The man collapses weeping on the steps. People walk away shaking their heads or reporting the scene to their phones. The prince stands silent. He looks at me, and something that is not entirely softness flickers.
"You did well," he says only to me.
"I did what?" I ask.
"You used the noise of the crowd," he says. "You made them watch."
"It was time," I say.
After that, the city moves. People chant justice in its many small forms. A few men try to deflect blame and then find themselves with fewer allies. The scorched ledger burns in the flames of the state papers. The apothecary's truth becomes a story that will travel.
I do not feel proud for long.
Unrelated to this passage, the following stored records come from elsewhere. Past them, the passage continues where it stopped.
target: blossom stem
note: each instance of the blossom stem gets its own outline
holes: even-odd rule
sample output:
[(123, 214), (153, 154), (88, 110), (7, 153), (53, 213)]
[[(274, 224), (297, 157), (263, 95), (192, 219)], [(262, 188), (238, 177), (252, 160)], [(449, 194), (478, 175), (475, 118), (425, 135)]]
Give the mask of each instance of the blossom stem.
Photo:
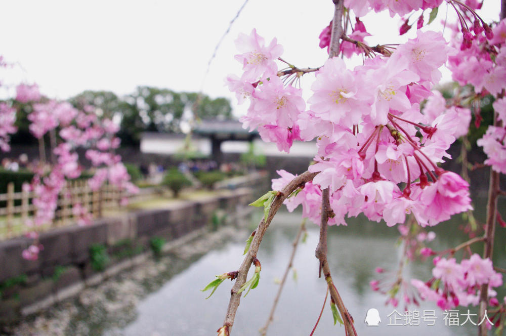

Men die; people suffer. But I feel something like relief.
Later, with the case moving and the court busy, I walk with Sebastien through a garden he has just had filled with sunflowers—my idea, of course.
"You asked for white jade buns," he says suddenly. "White glutinous rice. Bring them to me next time."
"I will," I promise.
He smiles, and in that smile is a warming like a stone left in the sun. "Keep looking at the stars, Crystal," he says. "They might show more than you think."
I reach up and touch my small star bracelet. It glows faintly, like a secret. I tuck a white bun into my pocket.
"Always?" I ask, because a girl with a star and a sword can ask such a foolish question.
"Maybe," he answers, and for once his voice does not sound like a knife. It sounds like weather, and I like it.